As we’re currently in that lull between Christmas and New Year, and probably thinking (and possibly stressing) about getting back into ‘work’ mode, we thought we’d give you a light-hearted insight into some ‘blue sky thinking’ baloney.

Most annoying buzzwords

Employer review site, Glassdoor, has been producing a list of the most annoying office phrases for the last couple of years. While the leaders seem to change, the 12-point list is usually made up of the same overused sentences.

Touch base, no brainer and game changer frequently rank top, followed by middle-weights including ‘we’re on a journey’, ‘if you don’t like it, get off the bus’ and ‘pick it up and run with it’. Some more obscure ones include ‘punch a puppy’, meaning to do something unfavourable for the long-term good, and ‘run it up the flagpole’ which is to figuratively wave around an idea to see what reaction it gets.

Blue sky thinking has, thankfully, seemed to go into hiding, while ‘lipstick on a pig’ has made an appearance the last two years – when you apparently try to improve something bad with minimal and not very effective changes.

Unavoidable ‘new’ phrases

Amongst the top 10 words of 2019 was Femtech. This refers to digital technology related to women’s health and wellbeing, which is a sector set to achieve its first billion-dollar year in 2019. However, the lack of the phrase ‘mentech’ has sparked debate over whether the word takes us a few steps back in terms of sexist divides in business.

Nanoinfluencer also made the list, and while you might not hear it in the typical office environment, you certainly will if you work in PR or talent agencies, as these ‘normal’ people who profit from sharing their private lives, or more specifically, their ‘fave’ products, may soon need management.

Sticking with the digital age theme, there are also some tech-specific phrases you won’t be able to avoid in 2020, even if you don’t work in that space. Any business that does business online will need to be aware of the mobile first concept, where software is designed for mobile users initially, followed by desktop. And if you haven’t already, you should take not of Artificial Intelligence (AI), especially if it’s likely to impact how you work or your job itself.

Now might also be the time to get to grips with the slang being used by Millennials as they enter the workplace in droves – because ‘lit’ is not about shedding light on a dark place, or more recently slang for being drunk. It’s now used to describe something that’s considered cool and exciting.

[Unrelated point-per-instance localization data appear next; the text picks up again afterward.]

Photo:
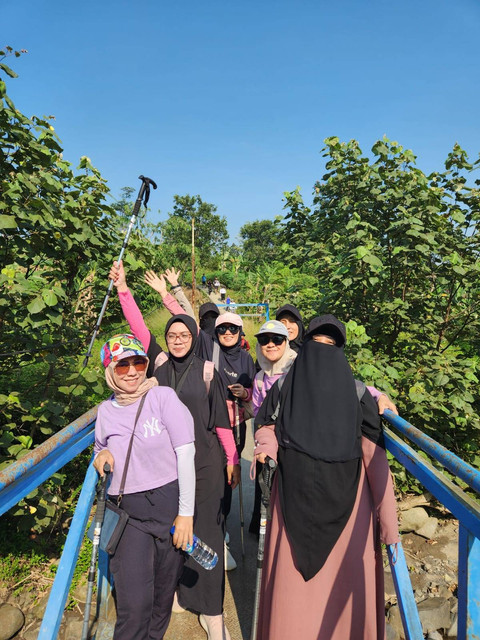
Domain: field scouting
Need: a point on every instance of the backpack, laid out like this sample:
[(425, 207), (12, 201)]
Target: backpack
[(208, 368)]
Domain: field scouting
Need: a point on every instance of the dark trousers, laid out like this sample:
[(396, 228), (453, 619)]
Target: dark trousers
[(240, 440), (146, 566)]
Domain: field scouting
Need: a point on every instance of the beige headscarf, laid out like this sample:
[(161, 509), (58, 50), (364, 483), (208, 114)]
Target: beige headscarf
[(281, 366), (125, 398)]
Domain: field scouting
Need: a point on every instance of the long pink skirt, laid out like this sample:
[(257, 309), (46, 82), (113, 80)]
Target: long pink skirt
[(344, 601)]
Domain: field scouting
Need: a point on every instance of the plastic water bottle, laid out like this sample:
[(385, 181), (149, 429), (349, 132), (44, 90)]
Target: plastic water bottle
[(200, 552)]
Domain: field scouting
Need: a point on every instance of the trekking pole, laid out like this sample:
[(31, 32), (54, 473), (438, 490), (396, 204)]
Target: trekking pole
[(144, 193), (265, 482), (240, 485), (99, 515)]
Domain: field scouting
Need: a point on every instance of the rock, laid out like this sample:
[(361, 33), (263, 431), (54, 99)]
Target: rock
[(429, 529), (73, 629), (389, 587), (32, 633), (414, 501), (434, 614), (11, 621), (391, 633), (80, 592), (452, 632), (38, 611), (395, 622), (413, 519)]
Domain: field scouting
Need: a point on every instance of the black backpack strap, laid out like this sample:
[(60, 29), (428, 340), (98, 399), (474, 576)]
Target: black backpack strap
[(277, 408), (360, 388)]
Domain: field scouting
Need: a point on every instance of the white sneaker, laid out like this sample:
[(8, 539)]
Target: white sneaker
[(215, 627), (230, 563)]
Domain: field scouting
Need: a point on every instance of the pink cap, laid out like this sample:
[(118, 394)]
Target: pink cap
[(229, 318)]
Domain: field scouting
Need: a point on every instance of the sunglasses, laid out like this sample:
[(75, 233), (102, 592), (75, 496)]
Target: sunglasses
[(263, 340), (183, 337), (223, 328), (123, 367)]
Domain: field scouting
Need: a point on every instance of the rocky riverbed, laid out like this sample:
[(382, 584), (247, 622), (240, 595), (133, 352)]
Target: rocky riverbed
[(429, 537)]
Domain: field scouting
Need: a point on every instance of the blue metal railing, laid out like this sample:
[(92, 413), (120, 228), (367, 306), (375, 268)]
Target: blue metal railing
[(264, 306), (466, 510), (20, 478)]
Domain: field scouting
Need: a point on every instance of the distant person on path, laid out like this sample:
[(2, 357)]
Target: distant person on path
[(220, 344), (159, 487), (332, 499)]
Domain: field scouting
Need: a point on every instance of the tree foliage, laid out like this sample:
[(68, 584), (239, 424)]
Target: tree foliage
[(211, 233), (396, 254), (261, 242), (58, 238)]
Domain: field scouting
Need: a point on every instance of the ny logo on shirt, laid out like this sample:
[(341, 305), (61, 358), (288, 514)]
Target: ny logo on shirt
[(151, 427)]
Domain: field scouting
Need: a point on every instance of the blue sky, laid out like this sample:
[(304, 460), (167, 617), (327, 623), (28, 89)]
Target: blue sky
[(233, 100)]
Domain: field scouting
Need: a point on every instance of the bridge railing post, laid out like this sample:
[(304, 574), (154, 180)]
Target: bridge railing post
[(468, 585)]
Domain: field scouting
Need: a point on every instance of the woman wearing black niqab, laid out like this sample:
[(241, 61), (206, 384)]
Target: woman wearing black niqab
[(322, 546)]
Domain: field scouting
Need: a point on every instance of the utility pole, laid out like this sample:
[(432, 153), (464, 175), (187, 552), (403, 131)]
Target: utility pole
[(193, 263)]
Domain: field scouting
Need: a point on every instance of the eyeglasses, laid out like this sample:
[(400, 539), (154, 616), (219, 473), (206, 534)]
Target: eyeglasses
[(264, 339), (223, 328), (183, 337), (123, 367)]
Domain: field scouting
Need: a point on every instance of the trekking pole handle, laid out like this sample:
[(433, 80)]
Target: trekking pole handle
[(269, 467), (100, 513)]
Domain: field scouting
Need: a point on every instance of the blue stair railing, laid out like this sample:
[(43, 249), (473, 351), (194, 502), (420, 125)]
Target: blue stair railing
[(23, 476)]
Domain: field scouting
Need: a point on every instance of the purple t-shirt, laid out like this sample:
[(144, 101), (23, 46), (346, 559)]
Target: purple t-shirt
[(164, 424)]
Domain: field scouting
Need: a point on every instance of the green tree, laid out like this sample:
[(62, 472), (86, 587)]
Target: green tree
[(396, 253), (211, 233), (261, 241), (58, 238)]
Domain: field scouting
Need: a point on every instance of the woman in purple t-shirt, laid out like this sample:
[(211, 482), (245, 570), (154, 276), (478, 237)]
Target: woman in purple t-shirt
[(159, 487)]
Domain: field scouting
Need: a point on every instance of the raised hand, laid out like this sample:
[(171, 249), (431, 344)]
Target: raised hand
[(172, 276), (384, 402), (117, 274)]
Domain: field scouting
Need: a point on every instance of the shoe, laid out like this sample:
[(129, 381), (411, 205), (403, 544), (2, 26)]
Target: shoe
[(230, 563), (176, 606), (214, 627)]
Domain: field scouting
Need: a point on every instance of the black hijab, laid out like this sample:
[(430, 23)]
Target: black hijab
[(319, 430), (207, 314), (289, 308), (235, 365), (320, 414), (208, 407), (180, 365)]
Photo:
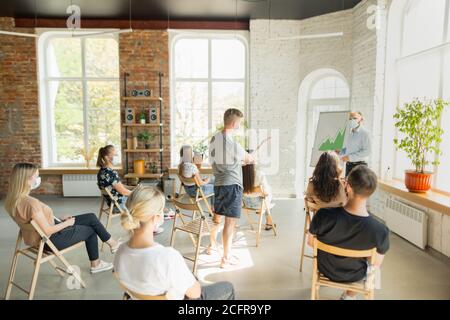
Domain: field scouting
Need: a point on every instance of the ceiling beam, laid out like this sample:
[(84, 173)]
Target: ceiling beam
[(136, 24)]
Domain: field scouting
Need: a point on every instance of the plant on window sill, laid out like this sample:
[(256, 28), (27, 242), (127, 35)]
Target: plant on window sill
[(419, 122)]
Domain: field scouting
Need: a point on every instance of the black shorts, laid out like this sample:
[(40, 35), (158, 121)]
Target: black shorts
[(228, 200)]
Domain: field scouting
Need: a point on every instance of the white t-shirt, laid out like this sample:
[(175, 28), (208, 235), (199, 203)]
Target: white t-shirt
[(153, 271), (188, 170)]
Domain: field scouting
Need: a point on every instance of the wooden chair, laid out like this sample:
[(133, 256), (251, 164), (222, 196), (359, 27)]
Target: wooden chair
[(200, 195), (39, 255), (264, 209), (310, 209), (366, 288), (108, 210), (131, 295), (197, 228)]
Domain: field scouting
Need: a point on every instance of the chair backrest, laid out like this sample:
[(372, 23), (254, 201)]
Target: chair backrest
[(191, 180), (349, 253), (311, 206), (138, 296), (187, 206)]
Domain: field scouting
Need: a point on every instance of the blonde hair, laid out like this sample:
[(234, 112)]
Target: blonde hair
[(231, 115), (143, 203), (18, 185)]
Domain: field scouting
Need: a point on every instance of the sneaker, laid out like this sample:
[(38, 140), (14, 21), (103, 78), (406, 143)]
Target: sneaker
[(226, 263), (102, 266), (345, 296), (114, 249)]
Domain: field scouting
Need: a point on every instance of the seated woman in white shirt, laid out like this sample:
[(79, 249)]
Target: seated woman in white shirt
[(188, 169), (252, 178), (149, 268)]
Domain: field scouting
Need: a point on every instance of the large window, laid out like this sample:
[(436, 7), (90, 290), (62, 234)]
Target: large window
[(423, 69), (328, 93), (80, 101), (208, 76)]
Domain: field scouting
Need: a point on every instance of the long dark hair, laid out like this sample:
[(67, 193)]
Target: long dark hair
[(325, 178), (248, 177), (102, 153)]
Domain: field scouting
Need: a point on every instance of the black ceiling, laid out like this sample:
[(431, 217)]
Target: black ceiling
[(179, 9)]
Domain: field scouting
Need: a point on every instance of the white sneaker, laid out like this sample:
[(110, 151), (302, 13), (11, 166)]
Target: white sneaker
[(344, 296), (102, 266), (114, 249)]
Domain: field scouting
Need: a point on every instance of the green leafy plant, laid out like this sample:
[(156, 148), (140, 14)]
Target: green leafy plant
[(145, 136), (419, 122)]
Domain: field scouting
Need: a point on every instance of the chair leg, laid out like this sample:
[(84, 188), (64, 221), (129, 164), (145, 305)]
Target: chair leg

With Britain’s exit, (i.e. portmanteau ‘Brexit’ – Collins Dictionary’s word of the year in 2016), from the European Union taking a lot longer than we thought, even made-up political phrases are making their way into the office.

Even if you’re Bob – Bored of Brexit – you’ll find this Lexicon of Brexit article by The Independent very amusing. With the seemingly never-ending uncertainty that Brexit has created, there are few businesses that are suffering from some kind of Brexiety or Brexchosis!

What buzzwords and phrases will you be coining or introducing to the workplace in 2020?